The studies published to date have strengthened the efficacy for the low FODMAP diet in IBS. Arguably, the low FODMAPs diet in the management of IBS is the first dietary intervention with a growing body of literature to support its efficacy. In the clinic setting, a dietary history is important to provide adequate individualized dietary advice. This can usually be achieved in the using the tools described above.

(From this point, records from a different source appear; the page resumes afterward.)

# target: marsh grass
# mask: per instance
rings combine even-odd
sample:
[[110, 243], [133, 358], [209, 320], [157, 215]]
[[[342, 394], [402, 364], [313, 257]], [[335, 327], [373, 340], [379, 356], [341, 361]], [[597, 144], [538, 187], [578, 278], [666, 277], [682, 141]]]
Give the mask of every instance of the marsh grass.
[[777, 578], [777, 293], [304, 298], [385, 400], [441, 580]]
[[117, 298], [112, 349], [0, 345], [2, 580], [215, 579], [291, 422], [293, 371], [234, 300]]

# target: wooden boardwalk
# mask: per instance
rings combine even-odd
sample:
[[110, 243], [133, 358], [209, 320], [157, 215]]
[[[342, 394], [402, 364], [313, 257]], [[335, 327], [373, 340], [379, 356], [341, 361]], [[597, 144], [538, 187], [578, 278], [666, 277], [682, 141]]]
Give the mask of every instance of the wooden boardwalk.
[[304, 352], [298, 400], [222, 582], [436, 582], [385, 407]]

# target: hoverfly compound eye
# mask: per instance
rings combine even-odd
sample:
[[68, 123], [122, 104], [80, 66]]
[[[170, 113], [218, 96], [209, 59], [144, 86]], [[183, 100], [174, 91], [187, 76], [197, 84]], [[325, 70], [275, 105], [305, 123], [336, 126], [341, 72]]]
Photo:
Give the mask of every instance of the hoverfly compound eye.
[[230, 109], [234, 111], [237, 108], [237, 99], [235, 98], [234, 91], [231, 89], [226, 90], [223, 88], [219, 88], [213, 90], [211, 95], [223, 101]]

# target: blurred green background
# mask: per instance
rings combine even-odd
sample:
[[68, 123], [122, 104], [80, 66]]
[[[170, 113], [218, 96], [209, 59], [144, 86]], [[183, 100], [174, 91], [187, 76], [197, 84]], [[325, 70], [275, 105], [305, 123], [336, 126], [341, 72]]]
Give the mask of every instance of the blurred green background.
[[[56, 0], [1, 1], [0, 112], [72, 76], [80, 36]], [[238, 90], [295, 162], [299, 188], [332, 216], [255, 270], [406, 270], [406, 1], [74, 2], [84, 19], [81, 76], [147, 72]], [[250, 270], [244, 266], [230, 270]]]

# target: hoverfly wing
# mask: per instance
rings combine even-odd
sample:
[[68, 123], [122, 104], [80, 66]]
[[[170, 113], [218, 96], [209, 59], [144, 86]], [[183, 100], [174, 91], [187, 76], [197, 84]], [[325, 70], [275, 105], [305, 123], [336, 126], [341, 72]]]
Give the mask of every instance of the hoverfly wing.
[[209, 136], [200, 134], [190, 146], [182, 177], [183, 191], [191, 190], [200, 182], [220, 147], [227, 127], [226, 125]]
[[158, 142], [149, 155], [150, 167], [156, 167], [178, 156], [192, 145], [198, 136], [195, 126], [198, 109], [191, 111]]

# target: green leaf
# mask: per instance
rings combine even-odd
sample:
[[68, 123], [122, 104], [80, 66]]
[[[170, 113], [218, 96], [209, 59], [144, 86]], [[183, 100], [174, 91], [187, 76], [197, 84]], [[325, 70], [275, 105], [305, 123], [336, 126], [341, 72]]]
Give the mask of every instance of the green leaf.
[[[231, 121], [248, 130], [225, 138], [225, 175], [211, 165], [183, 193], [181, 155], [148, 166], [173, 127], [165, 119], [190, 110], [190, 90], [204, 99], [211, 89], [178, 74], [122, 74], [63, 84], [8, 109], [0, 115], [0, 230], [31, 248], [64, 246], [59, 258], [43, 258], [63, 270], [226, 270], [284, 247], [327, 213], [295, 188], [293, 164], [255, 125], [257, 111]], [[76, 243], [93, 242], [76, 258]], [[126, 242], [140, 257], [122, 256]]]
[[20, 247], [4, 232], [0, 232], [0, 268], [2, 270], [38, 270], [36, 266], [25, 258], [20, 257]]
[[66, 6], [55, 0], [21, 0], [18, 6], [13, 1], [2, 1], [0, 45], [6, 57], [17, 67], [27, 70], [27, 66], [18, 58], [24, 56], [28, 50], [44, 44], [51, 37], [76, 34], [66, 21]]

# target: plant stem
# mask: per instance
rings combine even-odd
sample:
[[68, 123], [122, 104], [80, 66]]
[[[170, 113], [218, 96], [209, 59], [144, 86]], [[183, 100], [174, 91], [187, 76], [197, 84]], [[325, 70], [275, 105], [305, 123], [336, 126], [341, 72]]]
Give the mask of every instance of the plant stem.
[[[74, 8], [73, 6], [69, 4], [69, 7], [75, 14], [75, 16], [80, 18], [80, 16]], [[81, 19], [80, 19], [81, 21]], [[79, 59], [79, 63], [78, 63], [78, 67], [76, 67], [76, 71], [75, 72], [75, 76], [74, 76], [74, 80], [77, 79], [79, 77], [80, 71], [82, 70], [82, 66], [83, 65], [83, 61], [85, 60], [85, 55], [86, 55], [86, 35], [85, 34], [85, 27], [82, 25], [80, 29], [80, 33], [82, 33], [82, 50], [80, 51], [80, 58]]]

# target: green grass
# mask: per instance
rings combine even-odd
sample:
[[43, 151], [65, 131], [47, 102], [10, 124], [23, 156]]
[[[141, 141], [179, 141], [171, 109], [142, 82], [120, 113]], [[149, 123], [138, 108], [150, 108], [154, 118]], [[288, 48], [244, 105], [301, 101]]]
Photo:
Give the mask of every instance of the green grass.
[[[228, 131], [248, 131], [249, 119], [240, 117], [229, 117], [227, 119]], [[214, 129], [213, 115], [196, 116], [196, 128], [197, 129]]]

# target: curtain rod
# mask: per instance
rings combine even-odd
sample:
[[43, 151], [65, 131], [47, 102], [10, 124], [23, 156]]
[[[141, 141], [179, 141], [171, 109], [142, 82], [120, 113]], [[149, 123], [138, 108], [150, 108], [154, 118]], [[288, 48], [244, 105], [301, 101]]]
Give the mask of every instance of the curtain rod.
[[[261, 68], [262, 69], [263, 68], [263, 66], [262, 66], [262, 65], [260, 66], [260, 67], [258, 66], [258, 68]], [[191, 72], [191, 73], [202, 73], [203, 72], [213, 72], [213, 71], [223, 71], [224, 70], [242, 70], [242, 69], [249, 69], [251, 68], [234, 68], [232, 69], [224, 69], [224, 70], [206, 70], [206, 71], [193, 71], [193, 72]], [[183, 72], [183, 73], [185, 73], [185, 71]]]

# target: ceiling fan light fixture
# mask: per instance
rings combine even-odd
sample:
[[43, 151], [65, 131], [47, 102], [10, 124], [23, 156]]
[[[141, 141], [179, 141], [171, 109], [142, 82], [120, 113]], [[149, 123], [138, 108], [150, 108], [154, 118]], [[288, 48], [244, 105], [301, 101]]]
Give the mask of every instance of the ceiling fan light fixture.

When feasible, a food diary for 3 or 7 days prior to consultation to identify habitual dietary may be of value. Further inquiry into trials of elimination diets, such as wheat, gluten or lactose and effectiveness of these interventions should be elicited. Although, many patients with IBS may have previously tried dietary modifications for symptoms; many dietary elimination practices focus on single food elimination strategies, rather than a combined reduction of foods with a similar functional effect on the gut. As it is the total dose that will dictate the contribution to symptoms, the accumulated intake of FODMAPs over several days is critical in defining how strict an individual needs to be. Traditional dietary advice has been rooted in dietary patterns rather than on specific foods to ingest. These guidelines include recommendations for regular meals and snacks, never too much or too little, and hunger avoidance. In addition, reduced intake of fatty or spicy foods, coffee, alcohol, soft drinks and carbonate beverages are cardinal messages for dietary management of IBS [18]. Through dietary intake assessment, opportunities arise to identify strategies for successful dietary counseling in real time. Assessment of quantity, type of fruits and vegetables, and preparation (cooked, raw, elimination of skin) is important in understanding potential sources of high fructose and insoluble fibres that might be contributing to symptoms. Over representation of dietary insoluble fibre has been associated with deterioration in IBS symptoms [6]. Wheat is arguably the most frequently ingested member of the fructan family, which is highly fermentable and may trigger symptoms. Assessment of the frequency and sources of wheat intake may provide opportunities for symptom improvement through recommendations for lower FODMAP containing foods.
In conclusion, recent evidence has suggested that the low FODMAP diet is beneficial in IBS. Referral to a registered dietitian for the implementation of a low FODMAP diet and subsequent reintroduction of higher FODMAP contacting foods is the best approach to ensure nutritional adequacy and optimize symptoms.